Why does the discussion go to the opposite end? No one is suggesting this as a goal.
Because you have to date not seemed to offer any idea for what we should be doing other than endless lockdowns. And when I suggested the American people were having quarantine fatigue, your response was basically "suck it up and quarantine, because this thing kills X% of people".
The only thing that I can take from that is that you believe we shouldn't be doing in-person schooling, that we shouldn't have reopened commerce, that we certainly shouldn't be playing football, etc. You haven't said that specifically, but your consistent message is to criticize anything other than lockdowns, so it's hard to draw any other conclusion.
For someone who claims to be a libertarian, you have espouse over and over again some very anti-libertarian positions. I am tempted to post "The Princess Bride" meme. 
I'll accept that criticism. I have a couple of policy points where I stray from the pure libertarian answer, and if this were a political blog, I would be happy to discuss in detail how and why I do so.
As it relates to COVID, however, I believe that the initial lockdowns were necessary.

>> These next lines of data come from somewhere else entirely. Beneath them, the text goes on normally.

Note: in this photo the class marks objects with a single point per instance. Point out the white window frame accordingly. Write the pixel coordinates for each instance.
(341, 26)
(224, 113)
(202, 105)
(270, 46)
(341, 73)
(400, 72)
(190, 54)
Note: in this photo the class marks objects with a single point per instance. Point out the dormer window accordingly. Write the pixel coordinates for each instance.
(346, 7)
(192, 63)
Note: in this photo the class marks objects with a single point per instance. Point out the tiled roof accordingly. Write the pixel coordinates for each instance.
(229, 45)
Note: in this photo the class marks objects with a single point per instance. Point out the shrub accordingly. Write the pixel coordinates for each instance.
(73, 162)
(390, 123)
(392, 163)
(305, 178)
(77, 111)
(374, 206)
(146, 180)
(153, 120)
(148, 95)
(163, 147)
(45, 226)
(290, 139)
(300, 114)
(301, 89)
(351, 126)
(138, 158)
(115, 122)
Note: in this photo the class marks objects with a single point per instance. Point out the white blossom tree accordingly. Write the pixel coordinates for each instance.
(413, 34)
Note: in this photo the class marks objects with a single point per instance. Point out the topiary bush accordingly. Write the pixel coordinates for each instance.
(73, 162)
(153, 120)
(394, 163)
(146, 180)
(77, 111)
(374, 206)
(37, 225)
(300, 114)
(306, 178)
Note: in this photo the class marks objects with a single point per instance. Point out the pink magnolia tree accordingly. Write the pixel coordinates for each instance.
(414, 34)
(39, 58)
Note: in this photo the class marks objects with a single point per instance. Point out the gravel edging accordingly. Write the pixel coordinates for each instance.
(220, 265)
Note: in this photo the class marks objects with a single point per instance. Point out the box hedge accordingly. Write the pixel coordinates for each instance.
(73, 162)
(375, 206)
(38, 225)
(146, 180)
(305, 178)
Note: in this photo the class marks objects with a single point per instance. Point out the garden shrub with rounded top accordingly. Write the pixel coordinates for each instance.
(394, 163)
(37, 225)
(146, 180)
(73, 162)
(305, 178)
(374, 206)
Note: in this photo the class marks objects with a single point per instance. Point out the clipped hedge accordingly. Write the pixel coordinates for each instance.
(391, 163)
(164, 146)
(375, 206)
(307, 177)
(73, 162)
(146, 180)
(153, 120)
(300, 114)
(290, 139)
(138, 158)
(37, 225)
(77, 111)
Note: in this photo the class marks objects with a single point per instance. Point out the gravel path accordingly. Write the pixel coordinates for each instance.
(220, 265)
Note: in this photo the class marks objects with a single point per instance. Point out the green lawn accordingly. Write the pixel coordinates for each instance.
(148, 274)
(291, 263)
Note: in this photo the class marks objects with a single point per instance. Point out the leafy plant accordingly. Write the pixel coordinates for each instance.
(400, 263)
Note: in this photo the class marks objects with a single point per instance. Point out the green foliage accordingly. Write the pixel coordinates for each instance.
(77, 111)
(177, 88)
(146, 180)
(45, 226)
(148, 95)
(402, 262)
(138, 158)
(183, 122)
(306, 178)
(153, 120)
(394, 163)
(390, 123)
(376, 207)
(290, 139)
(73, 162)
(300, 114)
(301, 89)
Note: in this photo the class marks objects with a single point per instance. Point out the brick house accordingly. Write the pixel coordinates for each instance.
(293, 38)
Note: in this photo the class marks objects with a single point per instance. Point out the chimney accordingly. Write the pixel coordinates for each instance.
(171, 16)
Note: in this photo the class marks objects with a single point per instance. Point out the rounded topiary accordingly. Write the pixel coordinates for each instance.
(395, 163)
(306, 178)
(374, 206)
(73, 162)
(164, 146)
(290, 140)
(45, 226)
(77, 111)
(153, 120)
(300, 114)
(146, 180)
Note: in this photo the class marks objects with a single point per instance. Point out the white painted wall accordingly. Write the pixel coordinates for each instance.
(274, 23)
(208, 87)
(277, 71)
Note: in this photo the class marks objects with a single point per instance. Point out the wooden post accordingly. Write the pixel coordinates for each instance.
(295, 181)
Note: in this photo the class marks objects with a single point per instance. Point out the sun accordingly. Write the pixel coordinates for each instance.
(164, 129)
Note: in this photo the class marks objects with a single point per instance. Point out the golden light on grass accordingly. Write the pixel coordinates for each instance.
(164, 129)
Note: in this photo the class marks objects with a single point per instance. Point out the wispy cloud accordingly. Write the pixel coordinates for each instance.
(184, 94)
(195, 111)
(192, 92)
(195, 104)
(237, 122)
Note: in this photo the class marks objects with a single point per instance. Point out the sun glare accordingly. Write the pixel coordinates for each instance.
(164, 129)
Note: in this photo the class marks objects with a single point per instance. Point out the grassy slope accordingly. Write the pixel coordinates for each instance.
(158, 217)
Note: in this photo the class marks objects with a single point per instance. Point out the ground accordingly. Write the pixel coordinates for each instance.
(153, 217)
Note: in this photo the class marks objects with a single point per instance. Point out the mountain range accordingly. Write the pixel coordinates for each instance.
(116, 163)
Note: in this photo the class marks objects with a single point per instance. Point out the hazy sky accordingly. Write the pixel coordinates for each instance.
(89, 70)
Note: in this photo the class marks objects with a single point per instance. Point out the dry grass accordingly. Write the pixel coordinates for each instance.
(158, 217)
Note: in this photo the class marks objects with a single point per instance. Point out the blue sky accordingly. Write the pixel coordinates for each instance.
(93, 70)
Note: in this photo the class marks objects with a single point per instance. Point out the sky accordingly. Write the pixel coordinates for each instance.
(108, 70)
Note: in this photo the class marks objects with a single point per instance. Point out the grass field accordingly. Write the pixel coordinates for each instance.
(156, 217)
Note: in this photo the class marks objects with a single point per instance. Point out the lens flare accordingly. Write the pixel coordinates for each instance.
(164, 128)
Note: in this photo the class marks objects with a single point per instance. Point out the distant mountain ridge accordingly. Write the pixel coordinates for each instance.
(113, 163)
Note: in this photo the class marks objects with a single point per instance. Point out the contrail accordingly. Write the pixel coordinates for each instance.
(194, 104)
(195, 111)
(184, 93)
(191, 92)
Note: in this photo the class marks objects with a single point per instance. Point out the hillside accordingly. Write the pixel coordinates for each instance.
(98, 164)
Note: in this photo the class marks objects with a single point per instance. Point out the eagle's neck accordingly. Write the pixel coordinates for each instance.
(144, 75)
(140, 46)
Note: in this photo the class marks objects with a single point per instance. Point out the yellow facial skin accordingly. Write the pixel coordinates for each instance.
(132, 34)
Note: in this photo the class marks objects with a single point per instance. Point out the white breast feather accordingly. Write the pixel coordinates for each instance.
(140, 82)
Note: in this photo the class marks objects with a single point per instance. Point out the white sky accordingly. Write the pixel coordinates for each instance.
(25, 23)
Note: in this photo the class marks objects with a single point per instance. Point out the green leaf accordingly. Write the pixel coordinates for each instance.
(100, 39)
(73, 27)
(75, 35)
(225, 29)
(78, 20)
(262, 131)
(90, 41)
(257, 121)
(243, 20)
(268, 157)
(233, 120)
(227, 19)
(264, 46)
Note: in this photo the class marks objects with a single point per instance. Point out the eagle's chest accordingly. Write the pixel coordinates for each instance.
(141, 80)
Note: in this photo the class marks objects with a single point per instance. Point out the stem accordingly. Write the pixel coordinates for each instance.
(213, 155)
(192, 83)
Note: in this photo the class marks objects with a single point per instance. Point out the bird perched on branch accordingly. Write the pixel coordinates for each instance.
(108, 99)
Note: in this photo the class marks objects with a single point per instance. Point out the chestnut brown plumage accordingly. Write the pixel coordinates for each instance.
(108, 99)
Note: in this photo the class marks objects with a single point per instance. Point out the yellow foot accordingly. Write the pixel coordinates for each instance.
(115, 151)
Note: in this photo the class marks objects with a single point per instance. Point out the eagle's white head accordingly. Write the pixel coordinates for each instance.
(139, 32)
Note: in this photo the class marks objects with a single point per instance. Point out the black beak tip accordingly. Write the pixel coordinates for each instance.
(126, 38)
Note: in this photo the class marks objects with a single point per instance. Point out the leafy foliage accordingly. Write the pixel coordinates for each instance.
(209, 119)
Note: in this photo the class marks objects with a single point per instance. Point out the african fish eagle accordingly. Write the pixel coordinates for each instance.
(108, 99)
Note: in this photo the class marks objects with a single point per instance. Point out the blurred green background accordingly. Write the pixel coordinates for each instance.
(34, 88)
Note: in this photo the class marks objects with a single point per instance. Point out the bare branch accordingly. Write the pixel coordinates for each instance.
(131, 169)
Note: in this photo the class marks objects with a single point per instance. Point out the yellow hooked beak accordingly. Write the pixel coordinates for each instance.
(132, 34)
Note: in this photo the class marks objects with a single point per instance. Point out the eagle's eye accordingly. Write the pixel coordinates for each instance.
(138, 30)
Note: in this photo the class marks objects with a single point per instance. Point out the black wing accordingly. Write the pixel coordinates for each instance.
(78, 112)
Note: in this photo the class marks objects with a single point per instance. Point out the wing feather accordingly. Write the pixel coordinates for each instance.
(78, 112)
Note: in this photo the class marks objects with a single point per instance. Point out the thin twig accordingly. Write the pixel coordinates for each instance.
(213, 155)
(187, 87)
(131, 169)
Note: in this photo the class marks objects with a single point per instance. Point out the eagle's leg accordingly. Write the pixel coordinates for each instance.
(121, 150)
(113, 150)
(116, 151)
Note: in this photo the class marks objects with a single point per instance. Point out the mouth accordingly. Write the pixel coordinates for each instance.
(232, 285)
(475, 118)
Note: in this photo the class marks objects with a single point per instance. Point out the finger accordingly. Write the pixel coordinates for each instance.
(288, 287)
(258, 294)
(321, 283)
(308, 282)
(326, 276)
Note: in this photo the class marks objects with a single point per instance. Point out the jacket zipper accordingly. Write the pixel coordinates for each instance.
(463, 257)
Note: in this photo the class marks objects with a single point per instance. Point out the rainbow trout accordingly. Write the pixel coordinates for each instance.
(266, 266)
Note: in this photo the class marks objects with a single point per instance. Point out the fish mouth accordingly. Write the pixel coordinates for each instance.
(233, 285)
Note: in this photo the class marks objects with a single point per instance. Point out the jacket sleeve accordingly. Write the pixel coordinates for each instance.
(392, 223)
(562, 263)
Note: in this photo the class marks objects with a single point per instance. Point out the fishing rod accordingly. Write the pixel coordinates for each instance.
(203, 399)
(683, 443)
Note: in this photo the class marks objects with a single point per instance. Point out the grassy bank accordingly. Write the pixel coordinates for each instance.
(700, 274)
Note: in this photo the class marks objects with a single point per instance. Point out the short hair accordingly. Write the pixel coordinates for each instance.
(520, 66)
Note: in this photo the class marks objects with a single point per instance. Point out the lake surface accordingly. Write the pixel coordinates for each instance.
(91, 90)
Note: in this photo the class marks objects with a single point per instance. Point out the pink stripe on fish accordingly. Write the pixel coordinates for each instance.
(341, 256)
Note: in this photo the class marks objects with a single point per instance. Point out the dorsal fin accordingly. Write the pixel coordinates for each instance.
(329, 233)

Effectively, knowing the American people, if we had taken a message like Sweden of "we're not shutting down but here's what you should personally do" I don't believe it would have been even remotely effective. The lockdowns were a mental reset of "hey, this thing is real and you'd better f$&%#^g take it seriously, citizens!"
Where we completely lost the narrative was when it was clear that lockdowns weren't going to eradicate the virus and we needed to reopen, we didn't cultivate a message of how to live in the new normal. We kept some of these lockdowns too long and with too little education on how to reopen safely.
As such, everyone has quarantine fatigue and many have given up on trying to prevent spread because it's just been too long and they don't feel personal risk.